Perjalanan ini merupakan sebuah perjalanan yang menyenangkan dengan tujuan mengembangkan pendidikan di Kalimantan Barat. Selain karena pemandangan hijaunya yang menyegarkan mata, diskusi-diskusi yang kami lakukan di dalam mobil juga tak kalah seru sehingga perjalanan di tanah Dayak ini menjadi terasa singkat.

Beberapa tema yang kami bahas di dalam diskusi tersebut, misalnya, adalah analisis semiotik Syair Lawe, eksistensi Tuhan hingga ke persoalan pendidikan.

Pembicaraan kami mengenai persoalan pendidikan ini menjadi semakin menarik ketika kami berjumpa dengan beberapa gerombolan anak SD yang baru pulang sekolah. Mereka tertawa sambil berlari-lari kecil di pinggir jalan aspal yang kami lewati.

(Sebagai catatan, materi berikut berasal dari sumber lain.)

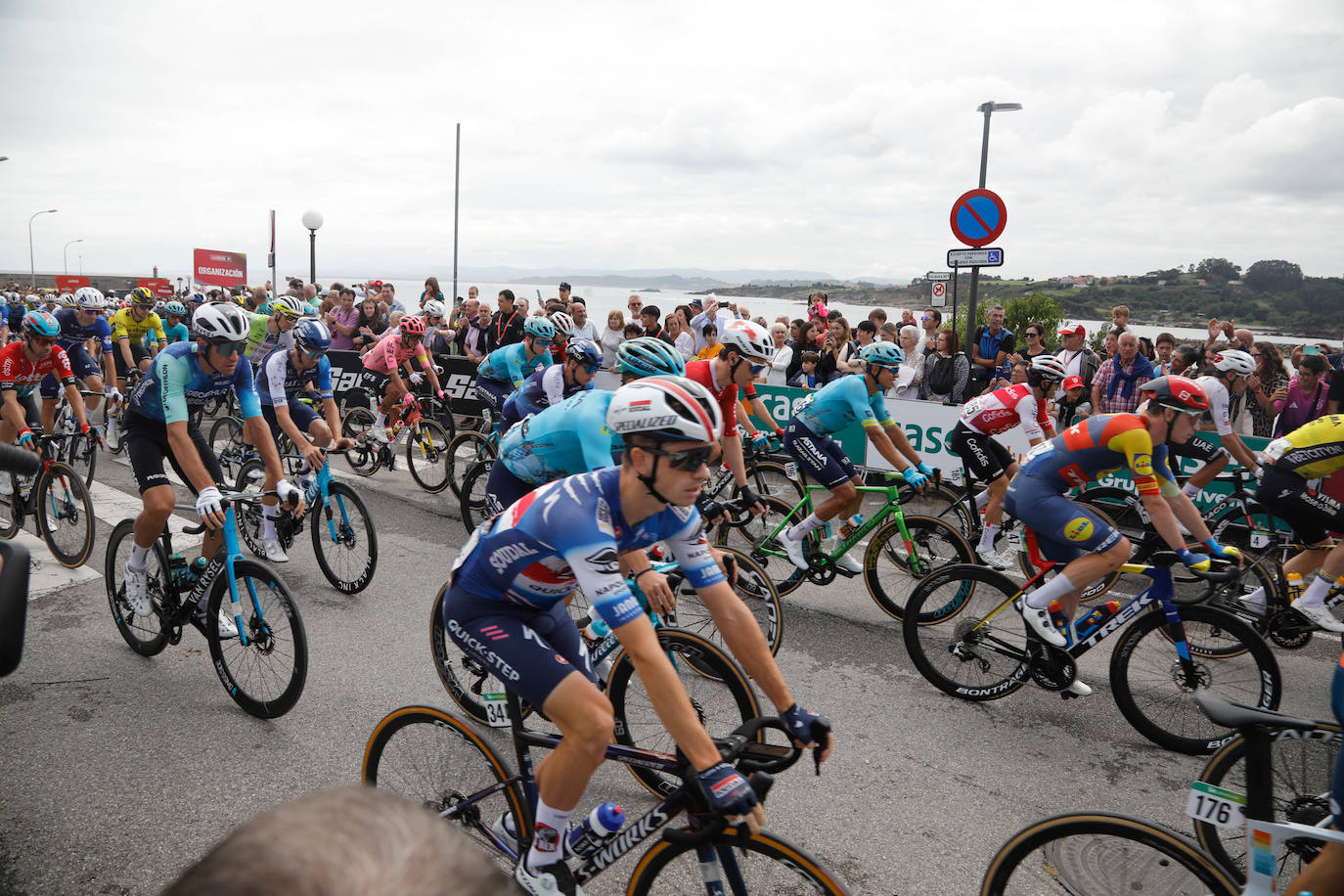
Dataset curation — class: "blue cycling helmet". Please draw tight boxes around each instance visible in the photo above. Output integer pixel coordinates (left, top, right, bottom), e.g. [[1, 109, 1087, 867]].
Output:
[[22, 310, 61, 338], [564, 336, 603, 367], [615, 336, 686, 377], [522, 317, 555, 339]]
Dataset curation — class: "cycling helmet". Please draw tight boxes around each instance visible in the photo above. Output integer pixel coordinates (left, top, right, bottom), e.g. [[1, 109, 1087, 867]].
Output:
[[22, 312, 61, 338], [615, 336, 686, 377], [859, 342, 906, 371], [1214, 348, 1255, 377], [1139, 377, 1208, 414], [564, 336, 599, 367], [551, 312, 574, 338], [606, 377, 723, 442], [294, 321, 332, 355], [191, 302, 251, 342], [719, 321, 774, 361], [522, 317, 555, 339]]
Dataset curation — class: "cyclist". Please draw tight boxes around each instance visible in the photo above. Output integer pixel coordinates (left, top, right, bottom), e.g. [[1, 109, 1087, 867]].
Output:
[[1004, 377, 1236, 695], [500, 338, 603, 434], [780, 342, 933, 572], [357, 316, 443, 443], [948, 355, 1068, 569], [258, 320, 355, 562], [443, 378, 830, 893], [125, 302, 304, 637], [37, 287, 121, 435]]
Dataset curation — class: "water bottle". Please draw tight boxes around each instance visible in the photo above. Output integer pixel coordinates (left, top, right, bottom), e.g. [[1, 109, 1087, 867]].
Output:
[[564, 802, 625, 859], [1074, 601, 1120, 638]]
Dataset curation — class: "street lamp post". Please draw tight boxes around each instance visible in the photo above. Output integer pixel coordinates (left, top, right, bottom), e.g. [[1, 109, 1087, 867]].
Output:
[[61, 237, 83, 277], [28, 208, 57, 289], [304, 208, 323, 284], [966, 101, 1021, 372]]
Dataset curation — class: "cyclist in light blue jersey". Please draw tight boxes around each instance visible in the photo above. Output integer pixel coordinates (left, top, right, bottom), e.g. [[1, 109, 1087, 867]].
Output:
[[781, 342, 933, 572]]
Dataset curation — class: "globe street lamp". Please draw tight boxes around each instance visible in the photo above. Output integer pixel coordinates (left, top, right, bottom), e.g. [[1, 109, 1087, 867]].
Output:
[[28, 208, 57, 289], [304, 208, 323, 284]]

Uniknya, anak-anak tersebut tidak menggunakan sepatu ketika berjalan di aspal yang panas. Sepatu tersebut mereka “pikul” di pundak ataupun mereka ikat di tas. Ketika melihat anak-anak tersebut, tanpa sadar kami tertawa lepas.

Anak-anak SD ini mengingatkan saya pada masa kecil dulu. Saya adalah anak Dayak Uud Danum Serawai yang ketika pulang sekolah saat SD juga melakukan hal yang sama: melepaskan sepatu dan mengikatnya di tas. Saya biarkan kaki saya tanpa alas seperti “ceker ayam”.

Anak-anak SD ini, seperti saya dulu, tidak peduli dengan panasnya tanah ataupun aspal. Beberapa sahabat yang berasal dari Manila dan Jakarta pernah terheran-heran melihat kenyataan ini ketika mereka berkunjung ke daerah anak Dayak: bagaimana mungkin sepatu yang seharusnya menjadi alas kaki dari panas jalanan justru dipikul? Sepatu ya idealnya harus menjadi alas kaki dari bahaya panas jalan ataupun benda tajam.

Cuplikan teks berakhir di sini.